もう、オレのものだから〜質実剛健な警察官は、彼女を手放さない〜
「いません。だから問題ない」
それでも煮え切らない私に、犬飼さんは最後に言い切った。
「職業柄、葉菜先生をこのままここに放って置くことは出来ない。弱っているあなたに手を出すことは決してしないと誓うから、来ませんか?」
正直、とても有難い申し出だと思う。あの家には帰りたくない。

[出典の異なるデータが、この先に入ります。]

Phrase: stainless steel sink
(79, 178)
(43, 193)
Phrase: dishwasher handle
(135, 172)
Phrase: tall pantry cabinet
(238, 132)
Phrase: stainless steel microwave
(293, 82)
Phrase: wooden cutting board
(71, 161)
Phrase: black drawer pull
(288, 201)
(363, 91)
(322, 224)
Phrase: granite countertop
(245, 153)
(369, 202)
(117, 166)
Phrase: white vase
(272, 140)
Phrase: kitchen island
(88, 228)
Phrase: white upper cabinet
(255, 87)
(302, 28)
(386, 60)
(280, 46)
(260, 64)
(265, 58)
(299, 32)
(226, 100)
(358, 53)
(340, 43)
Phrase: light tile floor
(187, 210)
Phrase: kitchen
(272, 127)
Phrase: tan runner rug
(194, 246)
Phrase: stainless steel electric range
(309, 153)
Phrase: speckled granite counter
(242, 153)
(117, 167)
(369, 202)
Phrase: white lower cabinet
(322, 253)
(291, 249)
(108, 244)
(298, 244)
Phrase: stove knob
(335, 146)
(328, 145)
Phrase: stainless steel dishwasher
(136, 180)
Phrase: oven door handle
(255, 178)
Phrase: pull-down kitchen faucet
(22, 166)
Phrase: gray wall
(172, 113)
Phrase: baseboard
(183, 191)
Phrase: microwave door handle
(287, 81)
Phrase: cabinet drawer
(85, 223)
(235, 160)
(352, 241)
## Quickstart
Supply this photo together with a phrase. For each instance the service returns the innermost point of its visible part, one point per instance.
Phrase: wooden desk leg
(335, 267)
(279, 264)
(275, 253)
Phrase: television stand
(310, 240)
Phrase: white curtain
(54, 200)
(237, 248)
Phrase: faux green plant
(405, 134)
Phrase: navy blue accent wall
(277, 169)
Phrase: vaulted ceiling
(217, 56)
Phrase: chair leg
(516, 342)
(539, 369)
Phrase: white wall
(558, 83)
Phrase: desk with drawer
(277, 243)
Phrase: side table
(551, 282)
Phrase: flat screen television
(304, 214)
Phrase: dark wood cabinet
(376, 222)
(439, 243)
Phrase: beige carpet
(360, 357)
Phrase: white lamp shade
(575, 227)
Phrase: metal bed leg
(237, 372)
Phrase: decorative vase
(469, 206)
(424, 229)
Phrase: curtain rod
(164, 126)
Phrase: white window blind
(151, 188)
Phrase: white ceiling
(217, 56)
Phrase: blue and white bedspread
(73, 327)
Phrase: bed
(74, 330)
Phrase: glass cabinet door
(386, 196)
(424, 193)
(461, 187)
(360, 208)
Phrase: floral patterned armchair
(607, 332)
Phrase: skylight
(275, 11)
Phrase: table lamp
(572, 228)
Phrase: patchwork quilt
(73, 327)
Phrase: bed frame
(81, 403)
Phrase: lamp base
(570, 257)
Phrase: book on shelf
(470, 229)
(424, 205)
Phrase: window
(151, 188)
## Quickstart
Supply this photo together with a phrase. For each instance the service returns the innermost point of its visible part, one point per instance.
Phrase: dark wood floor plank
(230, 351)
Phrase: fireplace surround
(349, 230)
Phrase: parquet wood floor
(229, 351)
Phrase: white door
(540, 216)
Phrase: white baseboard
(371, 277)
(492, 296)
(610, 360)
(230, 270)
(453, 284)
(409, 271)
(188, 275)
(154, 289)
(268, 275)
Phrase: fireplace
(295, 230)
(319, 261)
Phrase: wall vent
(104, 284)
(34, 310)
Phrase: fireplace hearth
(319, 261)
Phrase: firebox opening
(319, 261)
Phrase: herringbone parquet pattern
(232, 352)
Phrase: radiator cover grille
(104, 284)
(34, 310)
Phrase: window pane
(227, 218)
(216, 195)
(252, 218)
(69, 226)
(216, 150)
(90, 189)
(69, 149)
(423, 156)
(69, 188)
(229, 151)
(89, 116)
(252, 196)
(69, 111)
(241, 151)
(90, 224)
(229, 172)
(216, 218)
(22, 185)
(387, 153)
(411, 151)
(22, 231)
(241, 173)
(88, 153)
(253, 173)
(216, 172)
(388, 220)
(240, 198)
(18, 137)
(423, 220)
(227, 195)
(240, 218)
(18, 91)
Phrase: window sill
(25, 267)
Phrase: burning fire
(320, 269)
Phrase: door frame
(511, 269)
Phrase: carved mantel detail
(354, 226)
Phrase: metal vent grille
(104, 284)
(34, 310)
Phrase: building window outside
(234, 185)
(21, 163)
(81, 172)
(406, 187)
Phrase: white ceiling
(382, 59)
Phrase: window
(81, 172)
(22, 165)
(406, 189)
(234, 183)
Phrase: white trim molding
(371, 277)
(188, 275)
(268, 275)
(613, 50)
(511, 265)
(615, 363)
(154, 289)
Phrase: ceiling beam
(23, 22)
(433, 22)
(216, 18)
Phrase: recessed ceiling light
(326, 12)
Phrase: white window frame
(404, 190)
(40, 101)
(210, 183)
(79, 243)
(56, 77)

だからと言っていつまでもここにいる訳にもいかない。ならばこれは、渡りに船なのかもしれない。
深い紫黒色の瞳はどこまでも真っ直ぐで真剣で。この人ならきっと大丈夫だと思った。
「わ、分かりました。お邪魔、します……」
「はい。じゃあ行きますよ」
きゅ、と少しだけ口角を持ち上げた彼はもう一度私の腕を引き、今度は私もそれに逆らうことなく素直に従った。
そして手を引かれるがままにとぼとぼと犬飼さんの後をついて行く。その後ろから、三日月も付いてくる。
繋がれる、というよりは掴まれているという表現の方がしっくりくる手からじんわりと伝わってくる熱に、荒んで強張っていた心が少しだけ解れた気がした。